Stabilizing a Financially Unstable Economy Part V Higher Dimensional Macrodynamics 13. It examines the Fisher relation and focuses on deviations from the one infinitely lived family models. In this paper we analyse the interaction of macroeconomic activity and the dynamics of real wages from a theoretical perspective. In another view, the model corresponds to rational-expectations theories in which Keynesian properties are absent. The paper studies the role of income distribution within a medium-scale macrodynamic model built in a Keynesian and Goodwinian tradition. The Perils of Broad Banking and Narrow Banking 5.
In this paper we reconsider and generalize a two-dimensional growth cycle model of Skott that is based on supply-side adjustment mechanisms and a Kaldorian theory of income distribution. Viability and corridor stability in Keynesian supply driven growth 5. They invest their funds in bonds across national boundaries.

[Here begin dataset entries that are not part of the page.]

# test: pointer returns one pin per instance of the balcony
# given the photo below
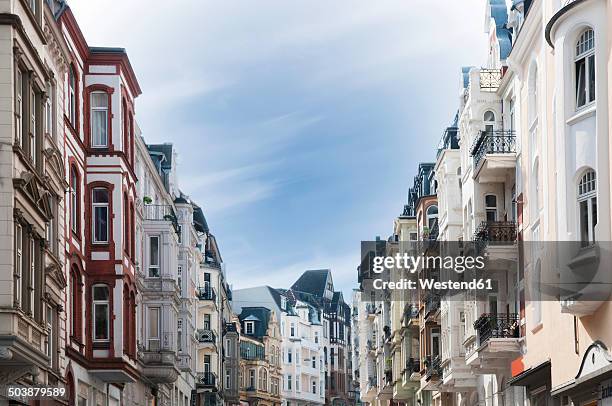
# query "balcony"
(159, 360)
(490, 79)
(161, 212)
(206, 293)
(206, 336)
(494, 154)
(432, 304)
(498, 343)
(206, 380)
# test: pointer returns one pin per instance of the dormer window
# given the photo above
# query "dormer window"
(585, 68)
(99, 119)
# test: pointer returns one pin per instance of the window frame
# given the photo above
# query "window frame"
(93, 109)
(100, 302)
(587, 195)
(100, 205)
(584, 54)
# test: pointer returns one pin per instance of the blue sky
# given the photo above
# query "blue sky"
(299, 124)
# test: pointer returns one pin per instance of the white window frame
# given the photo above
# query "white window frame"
(19, 107)
(96, 303)
(154, 270)
(72, 96)
(98, 109)
(587, 194)
(18, 262)
(585, 53)
(154, 334)
(104, 206)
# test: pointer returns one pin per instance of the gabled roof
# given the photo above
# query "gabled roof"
(312, 281)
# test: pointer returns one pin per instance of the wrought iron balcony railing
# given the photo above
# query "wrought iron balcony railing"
(493, 142)
(413, 365)
(206, 336)
(161, 212)
(206, 379)
(432, 303)
(432, 366)
(206, 293)
(490, 79)
(497, 231)
(500, 325)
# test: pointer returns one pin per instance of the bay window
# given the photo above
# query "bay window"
(72, 96)
(587, 207)
(74, 200)
(585, 68)
(101, 313)
(99, 119)
(100, 206)
(154, 256)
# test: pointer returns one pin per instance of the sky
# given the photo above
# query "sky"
(299, 124)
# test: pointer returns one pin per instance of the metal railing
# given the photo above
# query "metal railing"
(206, 379)
(493, 142)
(206, 293)
(497, 231)
(490, 79)
(413, 365)
(161, 212)
(432, 366)
(164, 343)
(206, 336)
(500, 325)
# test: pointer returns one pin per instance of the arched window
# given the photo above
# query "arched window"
(74, 199)
(489, 121)
(72, 94)
(491, 208)
(75, 303)
(585, 68)
(101, 313)
(587, 207)
(100, 210)
(432, 216)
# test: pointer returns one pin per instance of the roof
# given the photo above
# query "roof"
(499, 13)
(261, 317)
(312, 281)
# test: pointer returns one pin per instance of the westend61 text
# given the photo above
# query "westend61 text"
(432, 284)
(411, 263)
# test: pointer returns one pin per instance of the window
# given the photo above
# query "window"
(252, 378)
(49, 110)
(432, 216)
(99, 119)
(18, 262)
(19, 107)
(154, 256)
(585, 68)
(72, 96)
(489, 121)
(491, 207)
(101, 313)
(587, 205)
(100, 203)
(153, 330)
(74, 200)
(179, 335)
(33, 126)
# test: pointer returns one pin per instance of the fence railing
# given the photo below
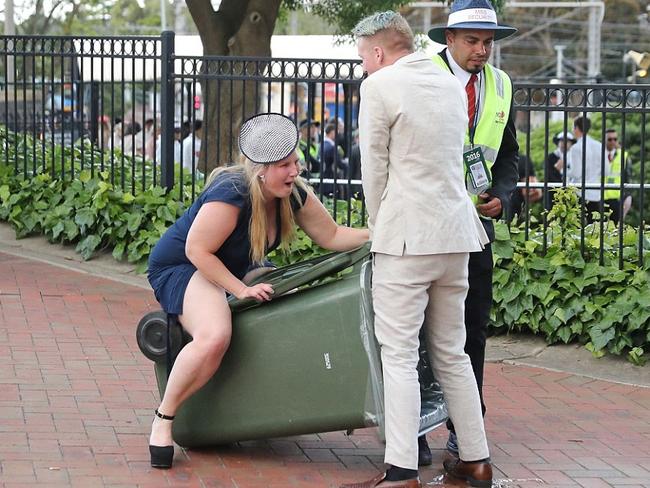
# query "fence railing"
(132, 107)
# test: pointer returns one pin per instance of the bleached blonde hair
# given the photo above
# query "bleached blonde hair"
(387, 22)
(257, 227)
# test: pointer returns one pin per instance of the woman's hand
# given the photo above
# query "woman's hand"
(261, 292)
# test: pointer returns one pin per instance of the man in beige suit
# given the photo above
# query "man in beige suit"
(423, 226)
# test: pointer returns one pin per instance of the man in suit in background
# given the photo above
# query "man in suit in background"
(469, 34)
(423, 227)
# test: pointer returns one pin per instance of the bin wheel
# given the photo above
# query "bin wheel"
(151, 335)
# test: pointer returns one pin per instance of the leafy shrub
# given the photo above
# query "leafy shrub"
(568, 295)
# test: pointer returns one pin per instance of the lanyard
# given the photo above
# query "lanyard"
(472, 129)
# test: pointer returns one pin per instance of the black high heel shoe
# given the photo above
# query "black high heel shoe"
(162, 456)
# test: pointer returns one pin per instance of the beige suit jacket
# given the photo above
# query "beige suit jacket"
(412, 122)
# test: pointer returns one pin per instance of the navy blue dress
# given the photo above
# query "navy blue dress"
(170, 270)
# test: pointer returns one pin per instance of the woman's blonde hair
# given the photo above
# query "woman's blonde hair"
(257, 227)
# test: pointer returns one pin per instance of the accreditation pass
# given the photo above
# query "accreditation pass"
(478, 175)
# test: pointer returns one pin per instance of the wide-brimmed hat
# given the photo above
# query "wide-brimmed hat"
(268, 138)
(471, 14)
(560, 135)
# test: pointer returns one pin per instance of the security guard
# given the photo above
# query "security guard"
(491, 155)
(612, 196)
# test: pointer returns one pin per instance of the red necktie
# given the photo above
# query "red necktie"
(471, 99)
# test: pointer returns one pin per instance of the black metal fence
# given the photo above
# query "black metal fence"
(133, 108)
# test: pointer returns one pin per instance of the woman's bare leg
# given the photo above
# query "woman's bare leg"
(206, 317)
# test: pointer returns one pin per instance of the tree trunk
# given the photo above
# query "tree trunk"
(239, 28)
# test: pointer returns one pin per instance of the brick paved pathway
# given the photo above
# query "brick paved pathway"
(77, 396)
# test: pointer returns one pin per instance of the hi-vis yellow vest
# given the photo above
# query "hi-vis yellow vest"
(495, 109)
(614, 177)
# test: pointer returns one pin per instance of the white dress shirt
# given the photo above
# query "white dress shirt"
(593, 156)
(464, 76)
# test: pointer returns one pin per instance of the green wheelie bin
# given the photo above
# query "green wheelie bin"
(305, 362)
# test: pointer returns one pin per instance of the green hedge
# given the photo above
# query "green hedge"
(567, 295)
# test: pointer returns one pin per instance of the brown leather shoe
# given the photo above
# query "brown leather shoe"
(477, 474)
(415, 483)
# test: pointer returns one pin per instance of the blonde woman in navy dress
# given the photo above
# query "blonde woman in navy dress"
(244, 212)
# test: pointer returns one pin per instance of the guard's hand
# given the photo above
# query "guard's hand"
(261, 292)
(491, 207)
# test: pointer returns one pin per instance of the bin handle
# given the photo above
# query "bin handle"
(337, 262)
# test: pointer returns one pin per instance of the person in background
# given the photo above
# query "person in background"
(590, 150)
(308, 147)
(244, 212)
(522, 196)
(332, 162)
(616, 171)
(563, 143)
(191, 147)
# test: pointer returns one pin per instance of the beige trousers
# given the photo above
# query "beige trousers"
(409, 291)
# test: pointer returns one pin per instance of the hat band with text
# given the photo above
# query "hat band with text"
(472, 15)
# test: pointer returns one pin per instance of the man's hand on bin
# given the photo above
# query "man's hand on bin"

Do trans-national security investments by fund managers stabilize or destabilize global economy? Peter Flaschel is Professor at the Department of Business Administration and Economics, Bielefeld University, Germany. This paper develops a multicommunity model and analyzes policies that affect spending on public education and its distribution across communities. Reconstructing Keynesian Macroeconomics will be of interest to students and researchers who want to look at alternatives to the mainstream macrodynamics that emerged from the Monetarist critique of Keynesianism. In a paper remarkable for its ignorance of the difference between the nonprobabilistic macroeconomics of Keynes and Shackle vs.

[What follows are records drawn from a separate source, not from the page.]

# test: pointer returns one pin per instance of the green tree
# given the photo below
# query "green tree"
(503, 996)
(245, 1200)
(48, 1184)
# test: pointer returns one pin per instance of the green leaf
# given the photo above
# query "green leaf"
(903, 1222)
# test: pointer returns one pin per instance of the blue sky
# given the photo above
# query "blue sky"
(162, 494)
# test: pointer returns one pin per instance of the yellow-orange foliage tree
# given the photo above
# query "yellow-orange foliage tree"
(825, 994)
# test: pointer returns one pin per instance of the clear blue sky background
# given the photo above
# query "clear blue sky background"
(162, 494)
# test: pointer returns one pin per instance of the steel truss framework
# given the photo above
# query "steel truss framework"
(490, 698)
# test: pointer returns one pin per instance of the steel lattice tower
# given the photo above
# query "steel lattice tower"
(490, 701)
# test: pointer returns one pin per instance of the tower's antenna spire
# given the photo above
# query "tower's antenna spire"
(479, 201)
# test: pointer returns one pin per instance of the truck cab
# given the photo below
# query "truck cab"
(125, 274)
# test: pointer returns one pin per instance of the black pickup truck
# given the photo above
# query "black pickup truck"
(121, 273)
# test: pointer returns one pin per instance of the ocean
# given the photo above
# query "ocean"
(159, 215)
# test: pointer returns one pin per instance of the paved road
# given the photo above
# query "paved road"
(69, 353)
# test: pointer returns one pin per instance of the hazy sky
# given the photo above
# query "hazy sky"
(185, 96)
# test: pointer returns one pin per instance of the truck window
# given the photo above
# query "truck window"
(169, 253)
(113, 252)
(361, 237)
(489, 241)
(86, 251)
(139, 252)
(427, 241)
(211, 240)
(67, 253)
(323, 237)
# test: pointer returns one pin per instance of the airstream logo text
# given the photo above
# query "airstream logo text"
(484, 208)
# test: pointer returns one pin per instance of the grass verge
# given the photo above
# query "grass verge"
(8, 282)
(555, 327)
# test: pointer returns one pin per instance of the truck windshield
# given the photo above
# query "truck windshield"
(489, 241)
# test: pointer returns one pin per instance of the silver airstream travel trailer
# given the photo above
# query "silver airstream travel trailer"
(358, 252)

The comparative statics of the temporary equilibrium are studied analytically and numerically. This book represents the second of three volumes offering a complete reinterpretation and restructuring of Keynesian macroeconomics and a detailed investigation of the disequilibrium adjustment processes characterizing the financial, the goods and the labour markets and their interaction. We also find that over time, there seems to be a general shift in aggregate demand dynamics towards being profit-led, i. We use a Tobin kind macroeconomic portfolio approach, and the interaction of heterogeneous agents on the financial market to characterize the potentials for fi- nancial market instability. This book represents the second of three volumes offering a complete reinterpretation and restructuring of Keynesian macroeconomics and a detailed investigation of the disequilibrium adjustment processes characterizing the financial, the goods and the labour markets and their interaction.